Speaking to an audience of approximately 45 people, David Barrett, Ph.D., discussed the significance of national security issues in the current presidential elections.
“National security issues are important in the presidential election and campaign and should be considered by voters, but the current economic crisis has overshadowed this concern,” said Barrett.
His talk “National Security and the Election,” that took place on Oct. 23, was the third in the 2008 U.S. Presidential Election series.
Dr. Barrett, professor of political science, has been teaching at Villanova University for the past nineteen years. He teaches undergraduate and graduate courses in the areas of national security policy, U.S. intelligence and the U.S. presidency. In recent years, his research interests have focused on the U.S. Presidents, Congress and the CIA.

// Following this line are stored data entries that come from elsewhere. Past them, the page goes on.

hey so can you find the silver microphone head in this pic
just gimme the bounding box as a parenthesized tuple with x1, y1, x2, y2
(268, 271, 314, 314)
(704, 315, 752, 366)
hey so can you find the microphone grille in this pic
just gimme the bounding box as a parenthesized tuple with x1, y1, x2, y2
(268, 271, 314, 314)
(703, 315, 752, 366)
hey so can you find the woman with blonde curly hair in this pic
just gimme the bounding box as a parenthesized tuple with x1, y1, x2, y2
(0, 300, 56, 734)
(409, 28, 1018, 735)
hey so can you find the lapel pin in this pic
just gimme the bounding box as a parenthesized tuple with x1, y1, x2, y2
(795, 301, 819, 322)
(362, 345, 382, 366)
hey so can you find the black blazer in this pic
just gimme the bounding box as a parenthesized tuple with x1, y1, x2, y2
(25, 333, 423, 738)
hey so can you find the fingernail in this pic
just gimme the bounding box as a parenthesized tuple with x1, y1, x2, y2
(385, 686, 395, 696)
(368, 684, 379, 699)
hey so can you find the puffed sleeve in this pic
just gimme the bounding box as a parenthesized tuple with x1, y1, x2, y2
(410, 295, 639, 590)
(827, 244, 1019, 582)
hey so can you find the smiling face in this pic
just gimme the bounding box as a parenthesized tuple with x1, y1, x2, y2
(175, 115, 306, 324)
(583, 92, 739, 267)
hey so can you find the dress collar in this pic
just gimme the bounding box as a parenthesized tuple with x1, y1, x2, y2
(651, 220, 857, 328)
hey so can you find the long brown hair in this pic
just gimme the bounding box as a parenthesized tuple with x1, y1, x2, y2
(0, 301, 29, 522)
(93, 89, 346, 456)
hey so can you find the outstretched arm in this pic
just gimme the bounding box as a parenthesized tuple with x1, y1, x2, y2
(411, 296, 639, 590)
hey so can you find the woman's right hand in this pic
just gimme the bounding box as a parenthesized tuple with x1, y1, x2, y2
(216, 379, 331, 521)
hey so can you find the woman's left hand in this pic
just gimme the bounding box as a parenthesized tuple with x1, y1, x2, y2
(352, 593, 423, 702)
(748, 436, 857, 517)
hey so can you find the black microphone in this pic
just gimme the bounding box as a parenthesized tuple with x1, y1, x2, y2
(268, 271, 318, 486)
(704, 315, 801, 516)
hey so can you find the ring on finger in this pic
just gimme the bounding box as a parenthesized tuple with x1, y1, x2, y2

Drawing from his book, The CIA and Congress: The Untold Story From Truman to Kennedy, Dr. Barrett explained how candidates can present some issues as more important than others to voters. It is easier to talk about illegal immigrants than it is about restructuring the way intelligence agencies work or don’t work.
Dr. Barrett talked about how national security challenges and issues such as Iraq, Afghanistan, North Korea and Iran are very hard to solve, which is why candidates tend to either oversimplify or over promise solutions. As a result, “national security issues are not a top concern for voters in this election,” he said.